Nunca llegaremos a entender la realidad en su total complejidad, ni hasta qué punto el mundo onírico es solo un sueño, como bien diría Calderón de la Barca. Esta vuelta viene a cuento de que esta madrugada tuve uno de lo más real. Era consciente de estar dentro de una fantástica burbuja, pero me resistía a quedarme parado en esa acera, confirmando con ello que no existe separación tajante entre uno y otro lado. Todo ello me remite previamente a una experiencia personal con la novela Pedro Páramo. Tendría yo no más de quince años cuando llegó a mis manos. Por aquel entonces mi ambiente de lectura era muy especial, podía aislarme del mundo ya que los árboles y las peceras que había en mi casa así lo permitían.
Resulta que, aquella tarde en la que inicié el peregrinaje a Comala, cuando iba por la página cuarenta y cinco, me detuve y salí a buscar un poco de aire. Estaba sumergido en un mundo extraño, inexplicable. No lograba descifrar la clave de la novela hasta que un amigo lector, muy acucioso me dijo: David, pero si es que todos están muertos, es un pueblo fantasma y a ese mundo cuando se entra, ni uno mismo, como lector, sabe si está vivo. Después de esta reflexión volví a la casa y terminé la novela apresurado, con el temor manifiesto de quedar atrapado entre esos murmullos y esos viajes de almas en pena, por pueblos secos y polvorientos.

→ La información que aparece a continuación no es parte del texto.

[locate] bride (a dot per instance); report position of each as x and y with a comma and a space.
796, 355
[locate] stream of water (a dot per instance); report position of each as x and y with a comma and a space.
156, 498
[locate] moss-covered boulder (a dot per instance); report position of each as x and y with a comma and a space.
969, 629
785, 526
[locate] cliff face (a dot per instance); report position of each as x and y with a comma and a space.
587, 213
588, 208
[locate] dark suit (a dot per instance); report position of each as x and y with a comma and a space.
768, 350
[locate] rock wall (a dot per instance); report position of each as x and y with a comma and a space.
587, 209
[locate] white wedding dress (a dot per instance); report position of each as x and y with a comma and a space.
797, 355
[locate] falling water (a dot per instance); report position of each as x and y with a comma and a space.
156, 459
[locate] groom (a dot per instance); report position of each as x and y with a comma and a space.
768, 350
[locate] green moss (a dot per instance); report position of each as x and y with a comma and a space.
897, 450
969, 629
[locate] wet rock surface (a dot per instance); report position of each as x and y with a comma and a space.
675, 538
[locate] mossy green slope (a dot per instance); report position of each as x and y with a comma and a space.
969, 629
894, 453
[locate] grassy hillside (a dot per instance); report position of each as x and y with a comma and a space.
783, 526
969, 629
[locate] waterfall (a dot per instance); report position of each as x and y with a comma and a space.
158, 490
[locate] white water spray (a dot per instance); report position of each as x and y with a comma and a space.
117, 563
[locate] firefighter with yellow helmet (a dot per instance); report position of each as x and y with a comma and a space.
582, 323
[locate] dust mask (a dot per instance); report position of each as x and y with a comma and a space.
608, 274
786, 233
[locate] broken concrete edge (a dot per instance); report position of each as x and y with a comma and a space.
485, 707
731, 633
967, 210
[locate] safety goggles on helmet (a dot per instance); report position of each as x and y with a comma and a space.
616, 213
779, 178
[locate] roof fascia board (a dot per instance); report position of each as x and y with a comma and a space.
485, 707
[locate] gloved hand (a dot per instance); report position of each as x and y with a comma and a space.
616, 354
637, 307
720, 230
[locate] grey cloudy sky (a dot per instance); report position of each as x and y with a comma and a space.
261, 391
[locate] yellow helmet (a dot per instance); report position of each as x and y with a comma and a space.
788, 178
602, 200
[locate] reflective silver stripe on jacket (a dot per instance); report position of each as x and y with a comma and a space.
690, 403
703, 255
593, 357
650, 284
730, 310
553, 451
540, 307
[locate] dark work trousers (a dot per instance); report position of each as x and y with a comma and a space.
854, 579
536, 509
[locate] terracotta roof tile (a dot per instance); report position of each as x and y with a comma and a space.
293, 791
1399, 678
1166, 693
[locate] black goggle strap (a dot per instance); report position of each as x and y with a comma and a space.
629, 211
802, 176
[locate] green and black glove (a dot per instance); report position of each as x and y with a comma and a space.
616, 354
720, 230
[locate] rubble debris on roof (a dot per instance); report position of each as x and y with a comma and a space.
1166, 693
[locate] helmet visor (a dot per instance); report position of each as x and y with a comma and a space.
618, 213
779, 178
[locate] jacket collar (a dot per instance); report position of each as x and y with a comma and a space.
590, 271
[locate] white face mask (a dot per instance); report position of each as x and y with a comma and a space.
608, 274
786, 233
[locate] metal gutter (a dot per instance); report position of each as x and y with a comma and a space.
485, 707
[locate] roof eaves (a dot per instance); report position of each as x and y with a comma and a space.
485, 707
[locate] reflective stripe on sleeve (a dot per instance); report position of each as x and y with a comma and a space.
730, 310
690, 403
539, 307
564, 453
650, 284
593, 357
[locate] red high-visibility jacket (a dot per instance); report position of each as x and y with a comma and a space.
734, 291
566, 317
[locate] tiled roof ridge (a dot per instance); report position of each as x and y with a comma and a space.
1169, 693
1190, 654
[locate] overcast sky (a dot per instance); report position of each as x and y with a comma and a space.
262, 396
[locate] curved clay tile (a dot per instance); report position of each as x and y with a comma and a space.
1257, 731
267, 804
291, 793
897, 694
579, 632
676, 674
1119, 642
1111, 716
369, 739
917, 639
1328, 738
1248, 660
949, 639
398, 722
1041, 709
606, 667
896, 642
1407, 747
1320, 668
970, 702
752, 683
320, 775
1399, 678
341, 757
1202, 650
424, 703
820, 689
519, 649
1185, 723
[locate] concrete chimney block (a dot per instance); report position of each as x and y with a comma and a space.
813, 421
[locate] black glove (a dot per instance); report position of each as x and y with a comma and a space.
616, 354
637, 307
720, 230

La novela viene a colación porque hoy he tenido un sueño tan real que aún me cuesta salir del espacio cenagoso de sus sábanas. Al lado de mi casa vivía un mecánico, un tipo bien simpático, llamado Quique. Era el "médico de cabecera" de la camioneta de mi papá. Tenía una facilidad increíble para narrar una misma historia infinitas veces y hacerla graciosa como si fuera siempre la primera vez. Recuerdo que contaba que una madrugada mi papá le despertó angustiado porque la camioneta se le había dañado cuando iba de camino a buscar la leche a la finca. Quique se incorporó de inmediato, como quien un día levantó su mano ante el juramento Hipocrático, fue y reparó el vehículo. Una vez que volvieron a la casa, Quique le pidió a mi padre que le pagara, respondiendo a ello mi papá con la salida ingeniosa de un hombre sumamente tacaño: pero si tú te enfermas en la madrugada, ¿a quién tú vas a llamar si no es a mí para que te lleve al médico? pagando mi papá con esa respuesta.
Después dejé de verlo por un buen tiempo. Solo cuando pasaba por el barrio nos encontrábamos y me contaba la anécdota con la misma gracia y desparpajo de siempre. Hace unos cuantos años que murió. Tenía fuertes complicaciones de salud, me dolió profundamente, era una persona de un humor sano. Lo utilizaba como escudo ante lo inexorable.
¿Por qué está historia? Les diré. Esta madrugada le volví a ver en medio de un sueño. De repente vi que mi amigo venía caminando muy parsimonioso hacia mí. Le detengo y le pregunto: ¿Quique cómo estás? Él me responde, como ensimismado, que estaba bien, pero le sentí lejano, fuera del mundo real. Me inquieté y le dije que entendía su situación. Sabía que estaba desandando, por lo que me apresure a llamar a uno de mis hermanos para ponérselo al teléfono, pero lamentablemente se hizo tarde. En el intento su figura se fue haciendo difusa ante mis ojos, evaporándose, perdiéndose en medio de la neblina.